Heat the oil in a large nonstick fry pan over high heat. Add the garlic ad onion and stir-fry for 30 seconds. Remove beef from marinade and stir-fry until just done, 3 to 4 minutes. Remove from heat.
Divide the beef topping among the bowls and garnish each with shallots, peanuts, and cilantro. Invite each guest to drizzle on 3 to 4 T of the Vietnamese dipping sauce. Have them toss the noodles several times with chopsticks to blend the ingredients.
1 cup vegetable oil
1 cup thinly sliced shallots
Line a cookie tray with paper towels and spread the shallots on top. Let sit for 15 to 20 mins to air dry. (This technique helps make the shallots crispy.) Heat the oil in a skillet over low heat. (The oil is ready when a piece of shallot slowly bubbles and floats to the top.) Add the shallots and using chopsticks or a small spatula, stir the shallots so the do not tangle. Fry the shallots until golden, about 5 mins. With a slotted spoon or skimmer, remove the shallots and drain on paper towels. Save the oil for another use. When the shallots are cool, transfer to a glass jar with a tight-fitting lid. They keep at room temperature for 2 weeks.
vietnamese dipping sauce
2 small cloves garlic, sliced
1 tsp ground chili paste
1 fresh thai bird chili, chopped (optional)
1/4 cup fish sauce
2/3 cup hot water
2 T fresh lime juice with pulp
1/4 cup sugar
2 T shredded carrots for garnish
Place garlic, chili paste in a mortar. With a pestle, pound into a paste. If you do not have a mortar and pestle, finely mince the garlic and chili.
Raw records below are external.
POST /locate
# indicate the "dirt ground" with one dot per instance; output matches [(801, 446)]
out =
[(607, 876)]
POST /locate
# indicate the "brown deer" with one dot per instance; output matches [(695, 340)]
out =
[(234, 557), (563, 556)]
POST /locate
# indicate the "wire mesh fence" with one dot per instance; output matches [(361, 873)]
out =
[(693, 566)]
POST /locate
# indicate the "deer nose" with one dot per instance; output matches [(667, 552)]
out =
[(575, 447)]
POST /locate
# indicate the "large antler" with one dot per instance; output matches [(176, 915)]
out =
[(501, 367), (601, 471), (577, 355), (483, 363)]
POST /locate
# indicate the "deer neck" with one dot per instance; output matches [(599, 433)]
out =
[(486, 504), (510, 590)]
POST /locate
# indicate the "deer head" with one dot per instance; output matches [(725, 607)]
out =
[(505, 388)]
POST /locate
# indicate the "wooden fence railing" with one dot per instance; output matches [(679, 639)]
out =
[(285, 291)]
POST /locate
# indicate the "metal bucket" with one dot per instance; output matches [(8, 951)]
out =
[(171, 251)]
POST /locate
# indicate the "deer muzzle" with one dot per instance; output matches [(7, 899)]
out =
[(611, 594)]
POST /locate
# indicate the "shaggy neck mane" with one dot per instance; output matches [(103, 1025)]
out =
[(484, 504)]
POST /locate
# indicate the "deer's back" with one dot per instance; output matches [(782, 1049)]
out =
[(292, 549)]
Combine the garlic mixture with the remaining ingredients in a small mixing bowl. Stir until the sugar has dissolved. Ladle sauce into serving bowls and float the carrot slivers on top.
Putting it all together:
Instead of the Vietnamese Dipping Sauce, I use the Ginger-Lime one above at top. I chopped everything in the G-L Dipping Sauce, but then pulse it in the food processor. From there, it goes into a jar. Since rice noodles are only slightly more forgiving than pasta made of wheat, I cut the amount for my serving in half. Sherry boils the noodles, removes them from the water, and dries them on paper towels. If very tangled, she uses scissors to cut them into bunches, separates the strands with her fingers, and strews them over the lettuce in the bowl.
I am renouncing red beef — in fact, most meat — for the time being, but I’ve followed the directions to the letter and the result has been wonderful. Instead of meat, I am going to substitute shrimps or prawns, perhaps scallops, maybe even a small bit of grilled salmon.
The fried shallots are a great garnish to have on hand. However, they, too, will be used sparingly for the next while.
I could live on this salad for most of the year. It’s that good and simple. It requires assembly, which is always a little tedious, but the results are very satisfying. Now that I think of it, Mai Pham’s book has quite a few recipes that I’ll be trying while I shed a little extra weight.